Je pose ensuite une question sur les ordures ménagères. "C'est le gros morceau" me répond aussitôt Marino. Il existe un syndicat intercommunal avec Verdun, présidé par le maire de cette ville. Pour Marino, le problème dépasse largement les compétences de ce syndicat. Il faudrait un plan d'ensemble au niveau départemental et au-delà. Très vite, les problèmes vont nous dépasser. Pour ce qui est du tri des ordures, il existe même des difficultés avec la récupération du verre. Si la rentabilité économique du retraitement baisse, on risque sous peu de ne trouver personne pour ramasser les containers. Si on pense au problème des huiles, la bonne volonté suffit encore moins. Nous voyons croître le volume de déchets et baisser les emplacements pour les décharges.

De notre conversation à bâtons-rompus, j'ai retenu ces quelques informations (vérifiées par Marino) qui montrent que, malgré l'originalité de la commune, la municipalité de Grisolles est confrontée aux questions traditionnelles de la gestion municipale.

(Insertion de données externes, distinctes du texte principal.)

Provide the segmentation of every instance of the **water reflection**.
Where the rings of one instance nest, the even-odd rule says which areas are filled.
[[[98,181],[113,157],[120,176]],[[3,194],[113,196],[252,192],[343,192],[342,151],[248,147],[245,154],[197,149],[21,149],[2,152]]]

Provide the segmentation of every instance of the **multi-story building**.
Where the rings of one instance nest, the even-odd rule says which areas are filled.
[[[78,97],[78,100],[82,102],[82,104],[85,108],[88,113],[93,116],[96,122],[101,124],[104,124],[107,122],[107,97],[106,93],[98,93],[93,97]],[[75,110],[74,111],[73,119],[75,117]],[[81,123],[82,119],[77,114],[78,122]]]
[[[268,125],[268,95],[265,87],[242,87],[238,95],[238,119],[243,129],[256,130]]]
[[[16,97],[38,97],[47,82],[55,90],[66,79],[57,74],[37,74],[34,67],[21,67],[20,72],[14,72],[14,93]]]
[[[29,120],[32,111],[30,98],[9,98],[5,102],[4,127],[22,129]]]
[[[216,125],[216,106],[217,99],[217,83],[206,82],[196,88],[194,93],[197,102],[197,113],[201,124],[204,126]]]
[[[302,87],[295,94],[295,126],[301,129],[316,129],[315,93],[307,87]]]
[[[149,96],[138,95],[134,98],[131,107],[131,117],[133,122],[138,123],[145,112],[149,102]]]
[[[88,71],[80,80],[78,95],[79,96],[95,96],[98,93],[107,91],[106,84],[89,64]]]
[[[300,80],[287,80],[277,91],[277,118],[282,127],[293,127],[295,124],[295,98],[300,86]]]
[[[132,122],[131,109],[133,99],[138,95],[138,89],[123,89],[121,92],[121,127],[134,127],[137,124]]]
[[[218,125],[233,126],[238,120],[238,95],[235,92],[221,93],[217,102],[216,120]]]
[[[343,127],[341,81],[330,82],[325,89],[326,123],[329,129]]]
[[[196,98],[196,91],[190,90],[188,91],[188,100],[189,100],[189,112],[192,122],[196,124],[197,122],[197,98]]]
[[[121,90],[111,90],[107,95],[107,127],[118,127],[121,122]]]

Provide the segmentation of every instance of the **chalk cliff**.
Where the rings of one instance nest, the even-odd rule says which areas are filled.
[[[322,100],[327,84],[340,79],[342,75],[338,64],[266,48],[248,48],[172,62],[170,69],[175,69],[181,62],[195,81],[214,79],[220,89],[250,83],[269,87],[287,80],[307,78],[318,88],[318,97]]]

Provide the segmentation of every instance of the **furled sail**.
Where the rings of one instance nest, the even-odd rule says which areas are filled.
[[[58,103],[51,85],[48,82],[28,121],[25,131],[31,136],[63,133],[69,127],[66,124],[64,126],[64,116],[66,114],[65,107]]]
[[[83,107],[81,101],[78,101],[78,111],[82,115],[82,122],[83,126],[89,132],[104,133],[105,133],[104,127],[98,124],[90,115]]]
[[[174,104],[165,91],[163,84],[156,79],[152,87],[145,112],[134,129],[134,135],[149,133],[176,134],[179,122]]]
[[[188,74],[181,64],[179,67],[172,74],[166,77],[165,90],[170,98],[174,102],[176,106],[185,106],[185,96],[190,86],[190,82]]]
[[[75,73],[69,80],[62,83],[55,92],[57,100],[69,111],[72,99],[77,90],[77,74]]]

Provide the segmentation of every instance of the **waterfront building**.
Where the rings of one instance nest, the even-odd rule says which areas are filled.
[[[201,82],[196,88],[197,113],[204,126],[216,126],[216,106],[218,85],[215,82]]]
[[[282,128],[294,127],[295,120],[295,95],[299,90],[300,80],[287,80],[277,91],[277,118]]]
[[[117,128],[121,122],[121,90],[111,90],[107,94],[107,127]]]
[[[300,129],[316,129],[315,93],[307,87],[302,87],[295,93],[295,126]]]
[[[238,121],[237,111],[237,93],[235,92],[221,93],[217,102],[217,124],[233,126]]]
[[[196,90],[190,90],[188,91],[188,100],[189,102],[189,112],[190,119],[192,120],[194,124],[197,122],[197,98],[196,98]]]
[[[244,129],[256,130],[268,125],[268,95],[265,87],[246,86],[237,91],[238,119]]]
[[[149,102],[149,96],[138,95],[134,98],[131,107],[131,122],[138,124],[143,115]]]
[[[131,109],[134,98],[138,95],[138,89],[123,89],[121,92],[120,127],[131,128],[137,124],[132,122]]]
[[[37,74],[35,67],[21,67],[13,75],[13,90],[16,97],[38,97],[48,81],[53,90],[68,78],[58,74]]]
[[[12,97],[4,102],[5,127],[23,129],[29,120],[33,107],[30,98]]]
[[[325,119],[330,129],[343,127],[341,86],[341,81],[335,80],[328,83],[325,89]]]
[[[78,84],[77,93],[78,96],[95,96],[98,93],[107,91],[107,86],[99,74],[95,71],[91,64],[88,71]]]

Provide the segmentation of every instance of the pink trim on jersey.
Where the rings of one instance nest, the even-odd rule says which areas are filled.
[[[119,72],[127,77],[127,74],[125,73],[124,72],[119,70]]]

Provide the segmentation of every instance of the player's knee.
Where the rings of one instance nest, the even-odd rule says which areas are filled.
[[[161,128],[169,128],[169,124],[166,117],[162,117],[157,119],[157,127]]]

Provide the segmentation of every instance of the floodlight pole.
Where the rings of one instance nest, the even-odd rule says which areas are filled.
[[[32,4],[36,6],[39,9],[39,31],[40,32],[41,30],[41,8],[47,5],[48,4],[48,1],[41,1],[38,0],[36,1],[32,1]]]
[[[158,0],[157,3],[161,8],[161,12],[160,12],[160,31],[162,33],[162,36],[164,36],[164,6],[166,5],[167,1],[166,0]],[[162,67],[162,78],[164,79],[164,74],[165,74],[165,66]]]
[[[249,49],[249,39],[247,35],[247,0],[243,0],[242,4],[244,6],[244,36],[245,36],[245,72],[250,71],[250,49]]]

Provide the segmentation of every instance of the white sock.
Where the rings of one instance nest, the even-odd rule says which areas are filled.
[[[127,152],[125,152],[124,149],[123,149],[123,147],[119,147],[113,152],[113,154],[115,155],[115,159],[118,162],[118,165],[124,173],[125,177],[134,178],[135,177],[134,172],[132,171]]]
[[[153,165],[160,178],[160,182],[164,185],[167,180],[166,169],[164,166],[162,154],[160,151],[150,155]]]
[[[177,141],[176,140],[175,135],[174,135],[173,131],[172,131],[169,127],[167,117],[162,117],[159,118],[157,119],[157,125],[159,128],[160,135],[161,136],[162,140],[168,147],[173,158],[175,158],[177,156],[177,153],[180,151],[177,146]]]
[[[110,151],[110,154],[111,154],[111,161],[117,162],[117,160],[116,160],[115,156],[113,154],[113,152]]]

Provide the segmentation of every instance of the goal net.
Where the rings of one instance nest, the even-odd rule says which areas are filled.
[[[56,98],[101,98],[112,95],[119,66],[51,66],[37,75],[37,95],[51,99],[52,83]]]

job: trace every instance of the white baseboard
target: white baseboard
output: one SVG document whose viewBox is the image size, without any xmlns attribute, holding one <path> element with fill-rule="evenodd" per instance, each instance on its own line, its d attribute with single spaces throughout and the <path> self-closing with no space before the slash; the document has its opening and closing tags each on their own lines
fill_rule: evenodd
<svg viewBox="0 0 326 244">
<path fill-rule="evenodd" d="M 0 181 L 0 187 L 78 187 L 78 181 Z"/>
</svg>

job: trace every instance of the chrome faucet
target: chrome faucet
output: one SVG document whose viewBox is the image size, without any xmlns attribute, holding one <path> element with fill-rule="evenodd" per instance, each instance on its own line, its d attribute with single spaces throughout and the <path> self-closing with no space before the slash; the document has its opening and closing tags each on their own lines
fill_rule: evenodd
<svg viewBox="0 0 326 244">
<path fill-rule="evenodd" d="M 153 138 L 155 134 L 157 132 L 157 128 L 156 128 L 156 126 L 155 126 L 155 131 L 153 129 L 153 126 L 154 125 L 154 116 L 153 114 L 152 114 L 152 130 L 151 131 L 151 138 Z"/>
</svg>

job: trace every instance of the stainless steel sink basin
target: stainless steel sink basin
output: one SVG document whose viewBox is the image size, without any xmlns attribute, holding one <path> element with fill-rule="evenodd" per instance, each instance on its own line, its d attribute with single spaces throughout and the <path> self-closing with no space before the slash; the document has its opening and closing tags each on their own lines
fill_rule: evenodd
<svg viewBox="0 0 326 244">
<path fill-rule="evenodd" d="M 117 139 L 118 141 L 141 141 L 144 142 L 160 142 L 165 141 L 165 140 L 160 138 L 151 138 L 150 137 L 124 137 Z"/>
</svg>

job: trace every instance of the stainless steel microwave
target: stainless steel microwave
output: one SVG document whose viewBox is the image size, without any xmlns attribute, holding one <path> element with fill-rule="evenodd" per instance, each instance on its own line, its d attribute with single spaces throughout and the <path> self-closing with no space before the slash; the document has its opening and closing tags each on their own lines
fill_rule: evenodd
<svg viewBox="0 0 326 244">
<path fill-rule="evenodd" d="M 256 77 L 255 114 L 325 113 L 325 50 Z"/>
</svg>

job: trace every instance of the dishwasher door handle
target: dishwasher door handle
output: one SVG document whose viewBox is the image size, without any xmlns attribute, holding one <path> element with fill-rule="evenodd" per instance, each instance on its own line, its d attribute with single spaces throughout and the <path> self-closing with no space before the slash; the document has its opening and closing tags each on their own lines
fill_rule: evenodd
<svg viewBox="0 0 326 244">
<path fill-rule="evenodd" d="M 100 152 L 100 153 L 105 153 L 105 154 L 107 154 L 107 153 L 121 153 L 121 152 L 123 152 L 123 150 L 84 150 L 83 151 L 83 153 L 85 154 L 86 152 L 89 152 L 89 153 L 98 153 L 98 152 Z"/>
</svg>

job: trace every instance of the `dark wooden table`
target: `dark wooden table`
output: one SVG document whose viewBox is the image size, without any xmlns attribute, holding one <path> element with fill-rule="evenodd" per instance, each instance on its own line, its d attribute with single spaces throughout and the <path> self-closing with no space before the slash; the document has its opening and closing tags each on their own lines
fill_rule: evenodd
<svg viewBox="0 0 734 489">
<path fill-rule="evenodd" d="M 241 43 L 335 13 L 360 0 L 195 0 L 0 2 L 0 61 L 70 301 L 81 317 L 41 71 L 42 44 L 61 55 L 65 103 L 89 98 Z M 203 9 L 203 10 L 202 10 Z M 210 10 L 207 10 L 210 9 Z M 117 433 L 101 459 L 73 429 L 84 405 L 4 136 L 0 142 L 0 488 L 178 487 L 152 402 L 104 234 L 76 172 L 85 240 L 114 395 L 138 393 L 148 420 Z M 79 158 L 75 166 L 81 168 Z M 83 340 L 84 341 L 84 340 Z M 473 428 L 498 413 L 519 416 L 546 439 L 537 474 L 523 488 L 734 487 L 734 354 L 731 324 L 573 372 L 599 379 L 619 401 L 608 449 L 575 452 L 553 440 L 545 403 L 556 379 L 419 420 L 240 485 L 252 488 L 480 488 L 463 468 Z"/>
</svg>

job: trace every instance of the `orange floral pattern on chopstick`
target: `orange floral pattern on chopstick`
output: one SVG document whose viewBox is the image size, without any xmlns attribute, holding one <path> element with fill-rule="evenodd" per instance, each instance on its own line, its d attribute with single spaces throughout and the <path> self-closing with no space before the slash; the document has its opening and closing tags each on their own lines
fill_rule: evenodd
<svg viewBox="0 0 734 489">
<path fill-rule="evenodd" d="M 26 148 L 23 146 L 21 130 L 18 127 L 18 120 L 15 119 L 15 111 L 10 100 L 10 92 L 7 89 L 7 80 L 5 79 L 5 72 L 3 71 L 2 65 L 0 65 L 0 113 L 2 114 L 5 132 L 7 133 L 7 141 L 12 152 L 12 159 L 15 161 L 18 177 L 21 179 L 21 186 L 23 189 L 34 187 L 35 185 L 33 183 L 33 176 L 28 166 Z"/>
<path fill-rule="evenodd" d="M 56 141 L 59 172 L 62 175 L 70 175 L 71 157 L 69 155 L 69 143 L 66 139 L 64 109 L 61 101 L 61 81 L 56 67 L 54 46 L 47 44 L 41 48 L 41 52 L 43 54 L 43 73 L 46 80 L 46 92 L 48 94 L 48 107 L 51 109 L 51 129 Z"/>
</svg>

De ce début d'expérience d'adjoint au maire, Marino retient que l'action des conseillers porte surtout sur les choix à opérer plus que sur les équilibres dépenses/recettes. Avec l'exemple de la perte de la Franchise Postale (1), on a pu constater encore une fois que l'Etat se désengage. Maintenant, le courrier de l'école passe par la machine à timbrer que la mairie a dû acheter et si une aide financière a été prévue, on peut craindre qu'elle ne soit qu'une peau de chagrin supplémentaire.

Après une heure d'entretien, j'ai laissé Marino à son bricolage que j'avais interrompu. Sa femme me précise que je ne dois pas en déduire qu'il passe sa vie à la maison. L'après-midi, il n'oublie pas son tarot et pour le matin, il faudrait qu'il se remette à marcher [vu ses problèmes de santé].